Creates a new BGP (Border Gateway Protocol) peer.
remoteaddr | Specifies an IP address of the BGP neighbor. |
as-number | Specifies a remote AS number. The range is 1 to 4294967295. |
multi-hop | Specifies to allow connections to EBGP peers that are not directly connected. |
N/A.
You can specify an IPv4 or IPv6 address for the BGP peer. The address can be a global unicast or a link-local address. IPv6 link-local remote addresses are supported only for EBGP single-hop peerings.
If the multihop keyword is not specified, the IP addresses of the EBGP speaker and peer must belong to the same subnet.
The AS number is a 4-byte AS number in either the ASPLAIN or the ASDOT format as described in RFC 5396, Textual Representation of Autonomous System (AS) Numbers.
If the AS number is the same as the AS number provided in the configure bgp as command, then the peer is consider an IBGP peer, otherwise the neighbor is an EBGP peer. The BGP session to a newly created peer is not started until the enable bgp neighbor command is issued.
The following command specifies a BGP peer AS number using the ASPLAIN 4-byte AS number format:
create bgp neighbor 10.0.0.1 remote-AS-number 65540
The following command specifies a BGP peer AS number using the ASDOT 4-byte AS number format:
create bgp neighbor 10.0.0.1 remote-AS-number 1.5
The following command specifies a BGP peer using an IPv6 address:
create bgp neighbor fe80::204:96ff:fe1e:a8f1%vlan1 remote-AS-number 200
The following example specifies how to create a neighbor peer group in a VRF (PE – CE neighbor session):
virtual-router <vr_vrf_name> create bgp neighbor <remoteaddr> remote-AS-number <asNumber> {multi-hop} create bgp neighbor <remoteaddr> peer-group <peer-group-name> {multi-hop} delete bgp [{neighbor} <remoteaddr> | neighbor all ] [create | delete] bgp peer-group <peer-group-name>
BGP maintains a separate RIB (RIB-In, RIB-Loc and RIB-Out) for each of the VRF it is configured to run. So routes received from a peer in VRF1 are not mixed up with routes from a peer in VRF2. Additionally, BGP routes in a VRF are regular IPv4 routes of address family ipv4. The BGP decision algorithm occurs inside a VRF and is not impacted by any BGP activity in other VRF.There can be two BGP neighbors with the same peer IP address in two different VRFs.

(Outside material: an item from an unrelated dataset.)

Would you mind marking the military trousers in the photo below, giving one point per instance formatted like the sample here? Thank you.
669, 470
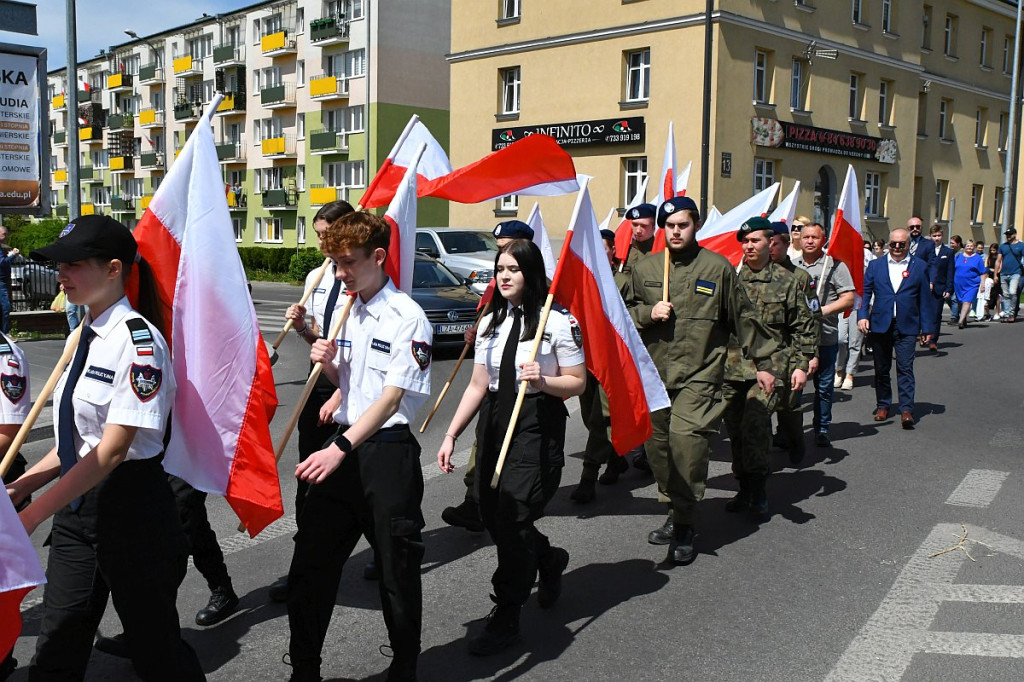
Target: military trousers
748, 421
679, 449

This command was first available in ExtremeXOS 10.1.
This command required a specific license in ExtremeXOS 11.1.
Support for 4-byte AS numbers was first available in ExtremeXOS 12.4.
Support for IPv6 was added in ExtremeXOS 12.6 BGP.
Support for L3 VPN was added in ExtremeXOS 15.3.
This command is available on platforms that support the appropriate license. For complete information about software licensing, including how to obtain and upgrade your license and which licenses support the BGP feature, see the ExtremeXOS 22.6 Feature License Requirements document.